Nuclear localization of ZnPP and SnPP in HA-1 cells.
Representative pseudoimages of fluorescent signal for MPs and immunoreactive p53. Three slides in each group were incubated with ZnPP or SnPP then incubated with p53 antibody and FITC-labeled secondary antibody as described in “Materials and methods” and analyzed at various time points. The MPs were visualized using their endogenous fluorescence by setting excitation at 568 nm and emission at more than 590 nm, and FITC was detected by setting the excitation at 488 nm and the emission at 515 to 545 nm.

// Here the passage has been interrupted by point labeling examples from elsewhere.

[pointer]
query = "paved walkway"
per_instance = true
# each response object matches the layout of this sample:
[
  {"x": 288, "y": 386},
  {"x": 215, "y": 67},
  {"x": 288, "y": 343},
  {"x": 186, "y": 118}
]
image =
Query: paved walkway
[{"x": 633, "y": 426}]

Upper panel is ZnPP-incubated HA-1 cells. Lower panel shows SnPP-incubated HA-1 cells. Lane 1h, 1-hour incubation with MP; lane 4h, 4-hour incubation with MP; lane 12h, 12-hour incubation with MP; lane 24h, 24-hour incubation with MP. The yellow arrows represent colocalization of MPs and p53; the orange arrow represents the endogenous fluorescence of the MPs; the green arrow represents the p53 signal. In the SnPP-treated cells, the FITC signal was further enhanced to allow for visualization of p53 within the nucleus. Note the nuclear colocalization of ZnPP and p53 and the lack of nuclear colocalization of SnPP and p53. CrPP could not be visualized due to a lack of endogenous fluorescence.